Saturday, June 6, 2015

Xavier Moon

Context first. Xavier Moon is the name of a character from my oft-restarted, oft-aborted, novel. In truth, Xavier Moon is, in some small way, me, and in many large ways, not me. Regardless, he's become so archetypal and abstract to me that in order to write him as a character I'm going to have to fight with him a lot.

What I'm about to post here is something I wrote back in October, but chose not to post at that time. Rereading it, I figure, hey, why not? So here's a paragraph about Mr. Moon. Be warned, this is me writing the way I really write. Kerouacian, if I flatter myself, or maybe just poorly. Hard to say. Regardless, here be (intentional) run-on sentences.

Xavier Moon is an impossible character to describe, because he's really only an idea, an archetype, a reflection of myself into some mystical, mythical world of forms, but not quite that, because Plato's forms have no meaning in our historical age, when we can see the past and make - or more often not make - sense of the stories about the past that we hear and accept.
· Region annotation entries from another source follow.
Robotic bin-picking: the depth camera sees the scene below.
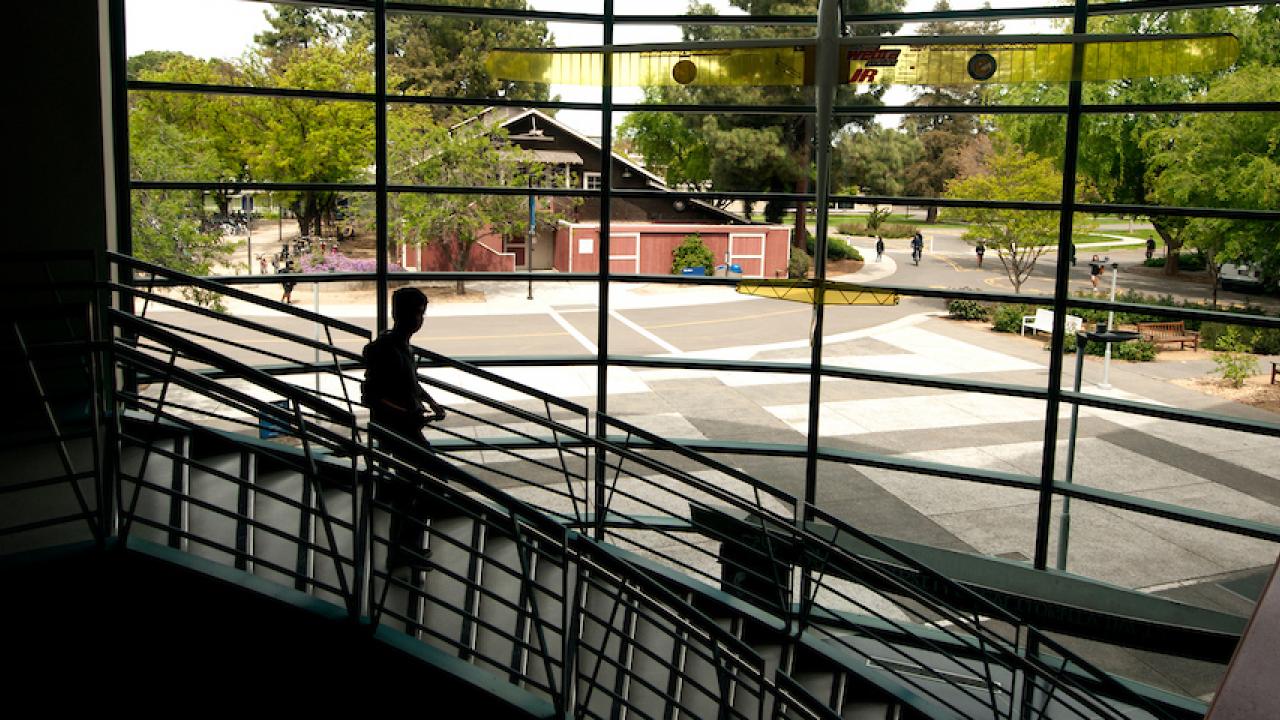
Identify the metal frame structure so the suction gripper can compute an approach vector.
[10,255,1213,719]
[110,0,1280,696]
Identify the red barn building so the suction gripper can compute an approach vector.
[401,108,792,278]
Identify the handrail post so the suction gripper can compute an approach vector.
[556,528,585,716]
[351,441,374,623]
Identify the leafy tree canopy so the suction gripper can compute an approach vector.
[997,4,1280,273]
[831,126,923,195]
[1142,65,1280,289]
[946,143,1088,292]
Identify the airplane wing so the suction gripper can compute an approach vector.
[485,33,1240,86]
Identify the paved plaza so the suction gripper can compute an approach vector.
[152,248,1280,696]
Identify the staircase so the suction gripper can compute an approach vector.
[0,251,1196,719]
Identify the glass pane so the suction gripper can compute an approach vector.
[125,0,374,92]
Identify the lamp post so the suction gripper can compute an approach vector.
[525,176,538,300]
[1095,258,1120,389]
[1057,320,1138,571]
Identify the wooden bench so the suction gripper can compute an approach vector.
[1138,320,1199,350]
[1018,307,1084,334]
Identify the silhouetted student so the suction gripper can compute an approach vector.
[361,287,449,571]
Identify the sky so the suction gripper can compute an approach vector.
[125,0,1043,136]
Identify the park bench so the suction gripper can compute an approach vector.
[1018,307,1084,334]
[1138,320,1199,350]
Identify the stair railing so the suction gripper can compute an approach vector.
[0,251,113,553]
[109,304,362,612]
[394,350,1164,717]
[369,425,823,717]
[92,254,1177,716]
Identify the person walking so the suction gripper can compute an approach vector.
[361,287,452,571]
[280,258,298,305]
[1089,255,1105,290]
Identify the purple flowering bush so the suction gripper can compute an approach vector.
[302,252,403,273]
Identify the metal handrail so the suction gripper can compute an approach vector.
[394,351,1162,716]
[369,425,772,717]
[45,265,1187,717]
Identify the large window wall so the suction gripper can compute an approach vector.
[114,0,1280,694]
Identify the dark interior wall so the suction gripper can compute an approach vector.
[13,0,108,263]
[0,0,110,439]
[0,546,549,720]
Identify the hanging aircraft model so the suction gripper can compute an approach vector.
[485,33,1239,87]
[485,23,1240,305]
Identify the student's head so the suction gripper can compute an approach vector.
[392,287,426,334]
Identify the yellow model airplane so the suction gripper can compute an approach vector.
[485,33,1240,87]
[737,279,899,305]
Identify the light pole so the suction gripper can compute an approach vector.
[525,176,538,300]
[1095,258,1120,389]
[1057,320,1138,571]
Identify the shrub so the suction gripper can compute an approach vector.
[1213,327,1258,387]
[947,299,988,323]
[1251,328,1280,355]
[1201,323,1280,355]
[671,234,716,275]
[787,246,813,278]
[991,305,1036,333]
[805,233,863,260]
[1142,252,1208,273]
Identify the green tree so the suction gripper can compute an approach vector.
[388,108,547,289]
[1140,65,1280,295]
[129,53,250,215]
[997,5,1280,274]
[620,0,904,246]
[129,114,236,303]
[946,145,1087,292]
[239,42,374,236]
[387,0,552,122]
[253,4,344,55]
[831,126,923,195]
[671,233,716,275]
[902,0,1002,223]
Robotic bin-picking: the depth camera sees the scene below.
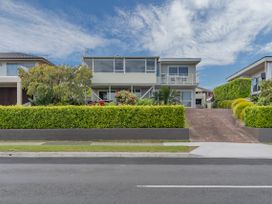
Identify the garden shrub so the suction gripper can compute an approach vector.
[213,78,251,105]
[233,101,254,120]
[216,100,233,109]
[257,79,272,106]
[244,106,272,128]
[0,105,184,129]
[136,98,154,106]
Xavier Moon has been a writer, a musician, a student, an athlete, a dreamer, a dream, a lover, beloved, powerful, meek, an astrologer, a scientist, a lonely man in shirt sleeves (after Eliot), and a man burning some preposterous version of his own second Troy. Xavier Moon stays up until 3 AM, but doesn't particularly care for clocks. He wears the finest clothes, but no jewelry, and has long, black hair. Or else his hair is brown, tawny and well-kempt. Regardless, his glasses give him a dignified, intelligent bearing, and he would never be caught writing in a generic notebook with a generic pen, not because he has some superficial aversion to the cheapness of genre, but because he somehow finds himself always surrounded by finery, as if by accident. He is no great man, but he draws the greatness of others to him. Except, there's a catch, because in the process of attracting and enabling power to come to be his own lunarity inflicts some shadowy maleficence upon the shining virtue of his interlocutor. He might rationalize his corrupting bearing by explaining that, in truth, there is no such thing as greatness uncorrupted, or else he might remind those poor souls to whom he is midwife that all births - especially significant ones - are painful.